The crypto industry has witnessed another blow this week as five digital asset companies announced their shutdown, underscoring the persistent challenges facing the sector. Fantasy, Top, Everclear, and ZERO Network all confirmed on Thursday that they would be closing their doors, joining a growing list of crypto businesses that have failed to survive the prolonged market downturn.
The Growing List of Casualties
Thursday marked a particularly grim day for the cryptocurrency ecosystem. Fantasy, a platform that had shown early promise in the NFT gaming space, cited insurmountable operational costs and dwindling user engagement. Top, another player in the decentralized finance (DeFi) sector, similarly announced its inability to continue amid shrinking revenue streams. Everclear, which focused on cross-chain liquidity solutions, and ZERO Network, a privacy-oriented blockchain project, rounded out the list of companies that have now officially ceased operations.
While the exact number of crypto shutdowns this year continues to climb, this week’s announcements serve as a stark reminder that the industry is far from recovery. Each of these companies had, at some point, raised funds and attracted attention from investors, but ultimately fell victim to the same harsh realities.
Market Pressures Remain Intense
The wave of closures sends a clear signal: the cryptocurrency market is still under enormous strain. After the dramatic collapse of major players like FTX in late 2022 and the subsequent “crypto winter,” many hoped that 2024 would bring renewed stability and growth. Instead, persistent volatility, low trading volumes, and tightening regulatory scrutiny have made it exceedingly difficult for smaller and mid-sized crypto firms to stay afloat.
For months, the total market capitalization of all cryptocurrencies has struggled to regain previous highs. Bitcoin and Ethereum, while showing occasional rallies, have failed to sustain meaningful upward momentum. This uncertainty trickles down to startups and platforms that rely on active trading, fee generation, and investor confidence. When the tide goes out, as Warren Buffett famously noted, you see who has been swimming naked. This week’s shutdowns suggest that many more may still be struggling to keep their heads above water.

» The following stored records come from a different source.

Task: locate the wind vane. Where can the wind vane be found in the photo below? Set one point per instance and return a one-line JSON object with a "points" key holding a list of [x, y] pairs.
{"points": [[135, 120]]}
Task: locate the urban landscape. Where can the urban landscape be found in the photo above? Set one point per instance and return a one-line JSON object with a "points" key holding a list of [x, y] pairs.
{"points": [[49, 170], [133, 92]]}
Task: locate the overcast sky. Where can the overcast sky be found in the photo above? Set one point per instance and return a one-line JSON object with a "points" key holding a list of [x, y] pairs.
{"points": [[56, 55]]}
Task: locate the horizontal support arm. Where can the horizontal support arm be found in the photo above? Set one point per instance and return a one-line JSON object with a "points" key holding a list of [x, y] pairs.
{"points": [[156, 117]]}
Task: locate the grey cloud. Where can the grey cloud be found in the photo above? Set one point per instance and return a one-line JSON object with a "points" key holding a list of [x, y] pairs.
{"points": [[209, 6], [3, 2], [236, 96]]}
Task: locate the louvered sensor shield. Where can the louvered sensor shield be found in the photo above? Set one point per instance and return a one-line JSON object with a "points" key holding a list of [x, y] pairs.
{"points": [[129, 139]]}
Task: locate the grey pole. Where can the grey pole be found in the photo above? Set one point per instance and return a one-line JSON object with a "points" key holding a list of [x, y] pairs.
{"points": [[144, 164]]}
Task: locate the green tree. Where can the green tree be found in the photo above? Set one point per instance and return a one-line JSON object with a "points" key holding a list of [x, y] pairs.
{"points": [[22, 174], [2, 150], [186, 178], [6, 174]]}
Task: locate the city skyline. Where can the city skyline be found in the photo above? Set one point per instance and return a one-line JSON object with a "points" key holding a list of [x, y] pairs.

Operational Challenges in a Bear Market
Running a crypto company during a downturn presents unique challenges. Venture capital funding, which once flowed freely into the space, has dried up considerably. According to data from various industry trackers, crypto startup funding in 2024 has dropped by over 70% compared to the 2021–2022 peak. Without fresh capital, even promising projects find themselves unable to cover development costs, marketing expenses, or team salaries.
Additionally, user activity across most blockchain networks has declined sharply. Daily active addresses, transaction counts, and decentralized exchange volumes have all fallen from their exuberant highs. For platforms like Fantasy and Top, which depended on high user engagement to generate revenue through fees or tokenomics, the math simply stopped working.
Everclear and ZERO Network, despite offering innovative technical solutions, likely faced the same fundamental problem: in a bear market, even the best technology struggles to gain traction when there are fewer users and less capital moving through the ecosystem.
Regulatory Headwinds
Another factor compounding the difficulties is the increasingly aggressive regulatory environment. In the United States, the Securities and Exchange Commission (SEC) has continued its crackdown on what it deems unregistered securities offerings. The European Union’s Markets in Crypto-Assets (MiCA) regulation, while providing clarity in some respects, has also imposed compliance burdens that smaller companies cannot easily bear.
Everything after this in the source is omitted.